CFXY-FM
- Fredericton, New Brunswick; Canada;
- Broadcast area: Greater Fredericton
- Frequency: 105.3 MHz
- Branding: Bounce 105.3

Programming
- Format: Adult hits
- Affiliations: Bounce Radio

Ownership
- Owner: Bell Media; (Bell Media Radio Atlantic Inc.);
- Sister stations: CIBX-FM, CKHJ

History
- First air date: July 15, 1983
- Former call signs: CKHJ-FM (1983–2000)
- Former frequencies: 93.1 MHz (1983–1992)
- Call sign meaning: Former "Foxy" branding

Technical information
- Class: C1
- ERP: 78,000 watts (horizontal polarization)
- HAAT: 143.5 metres (471 ft)

Links
- Webcast: Listen Live
- Website: iheartradio.ca/bounce/fredericton

= CFXY-FM =

Radio station in New Brunswick, Canada

CFXY-FM (105.3 MHz) is a Canadian radio station in Fredericton, New Brunswick. The station uses the on-air brand Bounce 105.3 with an adult hits format. The station is owned by Bell Media, which also owns sister stations CIBX-FM and CKHJ. The station's transmitter is off Route 620 at Hamtown Corner in Douglas, north west of Fredericton.

==History==
CFXY was launched on July 15, 1983, as CKHJ-FM, and first operated at 93.1 on the FM dial. In 1992, CKHJ-FM received CRTC approval to change its frequency from 93.1 to 105.3 FM.

In June 2000, CIHI (1260 AM) changed its call sign and switched frequencies with co-owned country station CKHJ, which was at 105.3 FM.

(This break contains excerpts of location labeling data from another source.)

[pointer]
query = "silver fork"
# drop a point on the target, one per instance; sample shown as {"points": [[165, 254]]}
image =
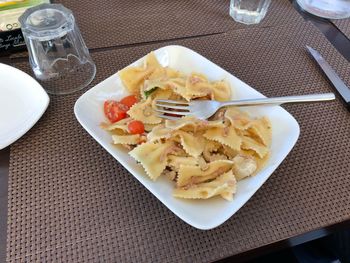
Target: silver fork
{"points": [[203, 109]]}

The station was owned by Radio One Ltd. until 1999, when it was sold to Telemedia Communications. Telemedia sold the stations to Astral Media in 2002, which was then acquired by Bell Media as of 2013.

As part of a mass format reorganization by Bell Media, on May 18, 2021, CFXY flipped to adult hits, and adopted the Bounce branding.